N.Y.'s Spitzer Names Key Personnel to Advisory Teams
BYLINE: Ted Phillips
New York Governor-elect Eliot Spitzer yesterday announced the formation of 13 policy advisory committees that will meet four times and make recommendations before he takes office on Jan. 1.
The committees range from arts and culture to economic development, government reform, and transportation. Spitzer did not form a committee to look specifically at the state budget. "Each one of these committees, through its decisions, has an effect on the budget," Spitzer said. "The budget, in a way, is the overarching document that reflects the substantive decisions we make here."
Spitzer said working groups are now digging into financial issues with the assistance of the state department of budget. The executive budget is due to the state legislature on February 1 and the transition team is searching for a new budget director. The state's budget grew by 78.9% during Gov. George Pataki's 12 years in office to $110.74 billion for the current fiscal year, according to the 2006-2007 executive budget. With the state facing a budget gap of $2.5 billion in the next fiscal year, Spitzer said that the state's budget situation is dire. "The cupboard is bare and there isn't much there that hasn't been sold, given away, or spent," Spitzer said. "That is a reality that we are ready to confront in a budget that will be tough to craft given our priorities, but we're going to make those tough decisions."

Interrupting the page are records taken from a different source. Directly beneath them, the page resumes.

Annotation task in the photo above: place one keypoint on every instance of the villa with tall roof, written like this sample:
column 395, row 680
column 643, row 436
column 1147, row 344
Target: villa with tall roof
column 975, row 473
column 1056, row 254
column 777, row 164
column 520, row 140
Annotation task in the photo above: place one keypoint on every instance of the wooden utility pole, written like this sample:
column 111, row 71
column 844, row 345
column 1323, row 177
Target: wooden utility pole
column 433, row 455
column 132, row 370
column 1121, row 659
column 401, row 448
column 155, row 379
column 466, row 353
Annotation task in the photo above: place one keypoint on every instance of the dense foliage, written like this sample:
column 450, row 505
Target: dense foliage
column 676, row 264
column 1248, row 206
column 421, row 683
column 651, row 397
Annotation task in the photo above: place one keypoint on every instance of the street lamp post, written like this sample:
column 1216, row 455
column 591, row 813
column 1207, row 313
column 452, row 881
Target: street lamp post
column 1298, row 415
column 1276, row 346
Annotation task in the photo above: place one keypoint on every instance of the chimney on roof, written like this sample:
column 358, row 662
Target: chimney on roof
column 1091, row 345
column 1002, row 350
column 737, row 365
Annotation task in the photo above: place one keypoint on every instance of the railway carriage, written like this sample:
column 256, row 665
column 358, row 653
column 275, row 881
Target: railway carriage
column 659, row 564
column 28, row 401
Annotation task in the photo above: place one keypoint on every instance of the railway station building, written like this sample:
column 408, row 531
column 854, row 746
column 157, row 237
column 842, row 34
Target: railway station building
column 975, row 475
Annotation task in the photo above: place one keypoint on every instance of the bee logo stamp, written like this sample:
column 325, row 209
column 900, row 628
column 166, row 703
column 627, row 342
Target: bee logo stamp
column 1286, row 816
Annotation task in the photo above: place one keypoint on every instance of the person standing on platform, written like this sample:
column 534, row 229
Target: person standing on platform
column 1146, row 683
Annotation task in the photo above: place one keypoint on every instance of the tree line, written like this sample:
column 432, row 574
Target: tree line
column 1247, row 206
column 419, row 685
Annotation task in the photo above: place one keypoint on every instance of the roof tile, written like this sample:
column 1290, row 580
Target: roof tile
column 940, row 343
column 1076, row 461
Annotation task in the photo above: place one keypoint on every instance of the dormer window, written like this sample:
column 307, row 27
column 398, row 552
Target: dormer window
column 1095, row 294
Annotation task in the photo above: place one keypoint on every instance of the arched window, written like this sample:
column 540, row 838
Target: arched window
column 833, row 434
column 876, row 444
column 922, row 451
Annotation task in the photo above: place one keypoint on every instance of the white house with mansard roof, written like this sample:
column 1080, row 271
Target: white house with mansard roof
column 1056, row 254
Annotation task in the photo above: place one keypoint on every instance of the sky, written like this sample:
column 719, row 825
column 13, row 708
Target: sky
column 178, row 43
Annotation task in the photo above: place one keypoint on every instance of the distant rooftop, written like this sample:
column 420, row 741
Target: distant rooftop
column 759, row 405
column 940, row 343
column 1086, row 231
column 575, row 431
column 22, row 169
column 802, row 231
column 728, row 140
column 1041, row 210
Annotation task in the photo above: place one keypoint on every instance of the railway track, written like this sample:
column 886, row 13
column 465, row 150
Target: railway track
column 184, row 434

New York was the fifth largest debt issuing state in 2005, according to Thomson Financial. State authorities issue more than 90% of the state's debt, according to the state comptrollers' office. Spitzer said during his campaign that he would reform debt policy but his policy director for the transition team, Paul Francis, said they had no specific plan yet on what those reforms will be.
The economic development committee will be chaired by Felix Rohatyn, former chair of the New York Municipal Assistance Corp. that was created in 1975 to help New York City get out of a fiscal crisis, Ken Chenault, chief executive of American Express, and Dan Carp, former chief executive of Eastman Kodak. Among the remaining 26 members of the committee are H. Sidney Holmes III, senior partner at Winston Strawn LLP, Sallie L. Krawcheck, chief financial officer of Citigroup, James Parrott, deputy director of the Fiscal Policy Institute, and Richard Rosenbaum, managing shareholder of the New York office of Greenberg Traurig.
Robert Abrams -- a former New York state attorney general, member of the state Assembly, and past Bronx Borough President -- will chair the committee on government reform along with and Leecia Roberta Eve, who served as counsel for Sen. Hillary Clinton.
Other members of the reform committee are Diana Fortuna, executive director of the Citizens Budget Commission, and Richard Nathan, co-director of the Nelson A. Rockefeller Institute of Government. Other notable committee members include: Alan Aviles, president of the Health and Hospital Corp. on the health committee; John Kelly, partner at Nixon Peabody LLP on the housing committee; and Susan Kupferman, president of MTA Bridges and Tunnels of the Metropolitan Transportation Authority on the transportation committee.